Canadian ice hockey player

William John Glennie ( – ) is a former Canadian ice hockey right winger and coach who played mainly in England. He had a long association with both of the Harringay teams in the 1940s and 1950s, scoring over 1000 points in 613 games in the UK. He was inducted into the British Ice Hockey Hall of Fame in 1951.

==Career==
Glennie first came to England when he served with the Canadian Army during the Second World War. He was stationed in Hampshire where he met and married a local girl. After the war, Glennie returned to North America and played the 1945–46 season with the Washington Lions in the Eastern Hockey League.

In 1946, Glennie returned to England and joined the Harringay Greyhounds in the English National League. He helped them to win the playoffs in his first season and was named to the league's All Star A-team, an honour he was to receive twice more while still with the Greyhounds in 1949 and 1950. In 1951, Glennie joined the Greyhounds' sister club, the Harringay Racers, as player-coach. Guiding the team to win the newly formed British National League in the 1954–55 season, Glennie earned himself another English National League All Star A-team place in 1953–54, as well as English National League All Star B-team places in 1952 and 1953 and British National League All Star B-team places in 1956, 1957 and 1958. Glennie was also named as the coach for the British National League All Star B team in 1958.

After retiring from playing and coaching, Glennie, having impressed his employers at Harringay Stadium, was appointed an executive position with the company.
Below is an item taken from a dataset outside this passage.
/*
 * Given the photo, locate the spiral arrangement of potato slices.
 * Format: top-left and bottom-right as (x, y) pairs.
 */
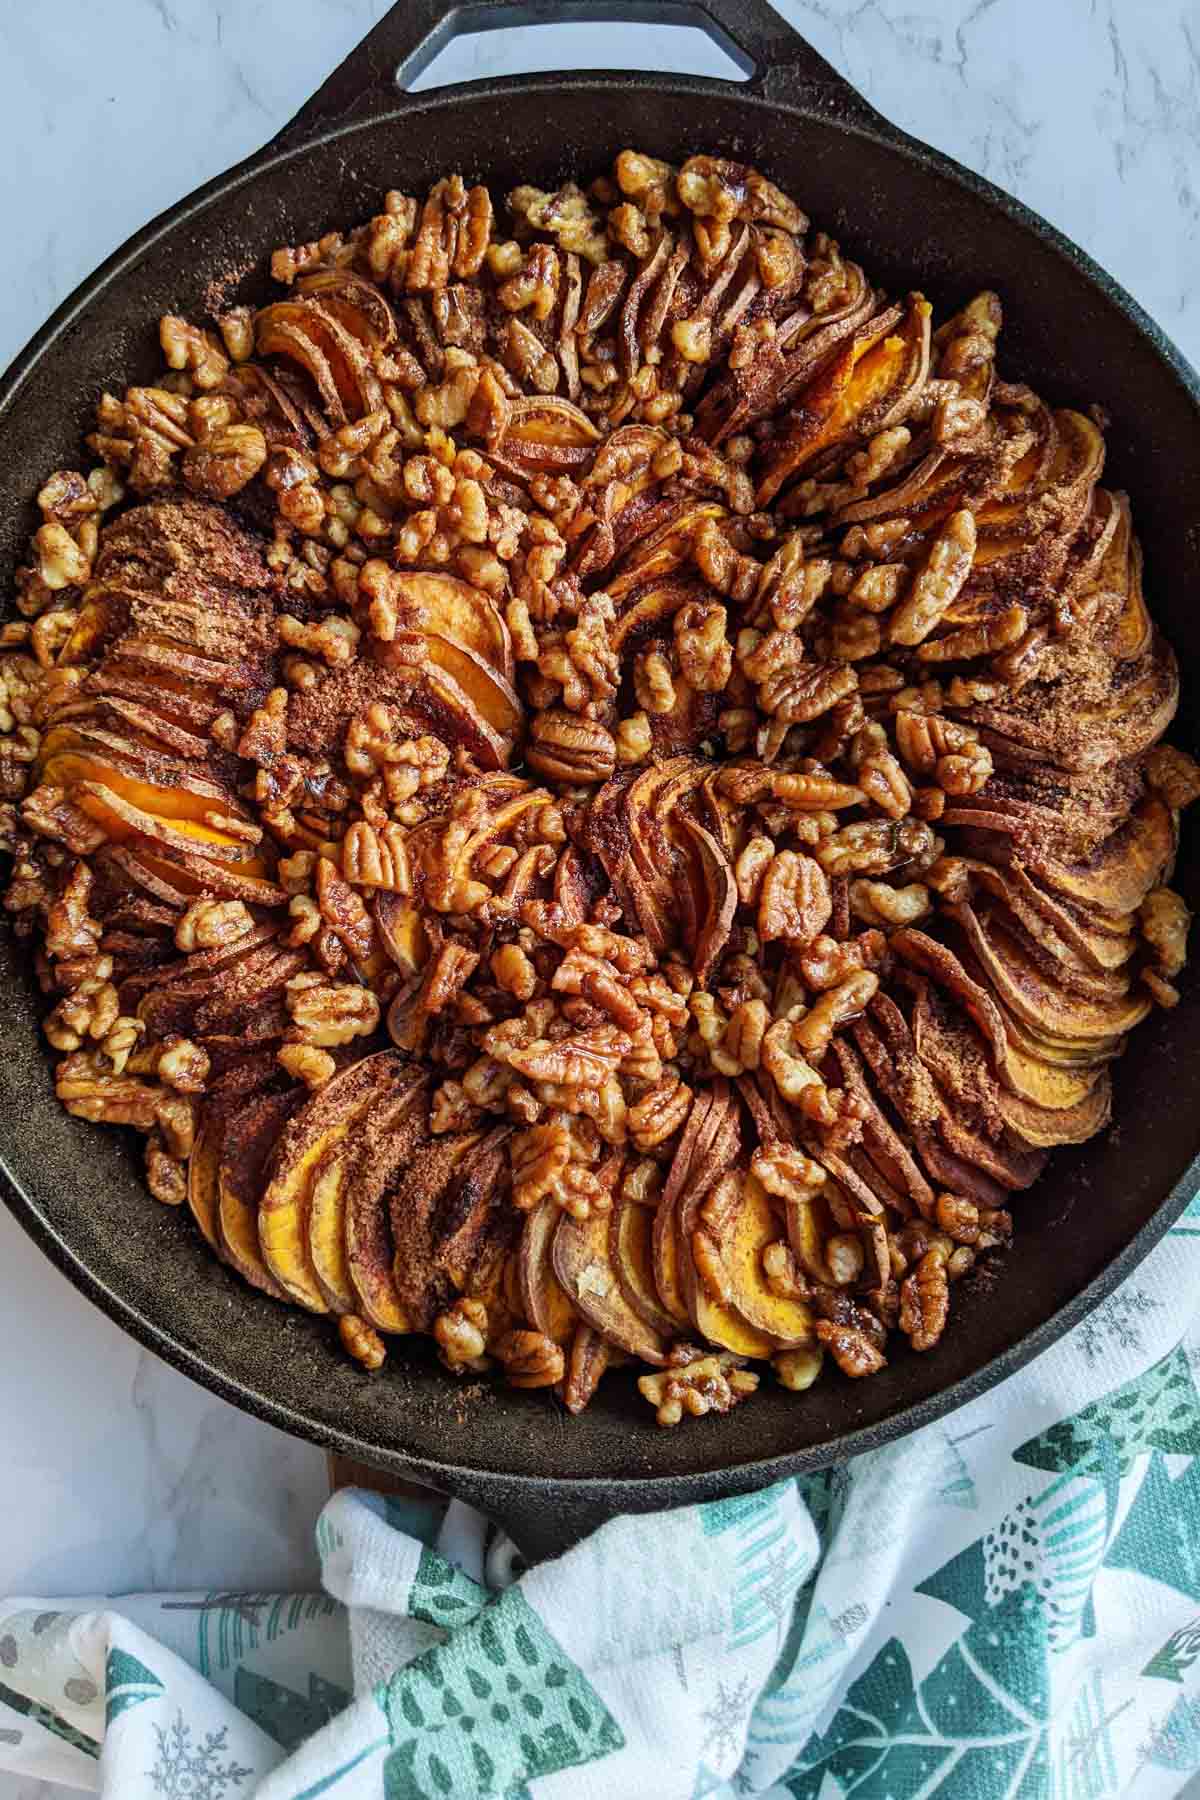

He eventually went on to be the general manager of the Powderhall Stadium in Edinburgh, near where he and his wife made their permanent home in Longniddry.

==Awards and honours==
- Named to the English National League All Star A-team in 1947, 1949, 1950 and 1954.
- Inducted to the British Ice Hockey Hall of Fame in 1951.
- Named to the English National League All Star B-team in 1952 and 1953.
- Named to the British National League All Star B-team in 1956, 1947 and 1958.
- Named as coach to the British National League All Star B-team in 1958.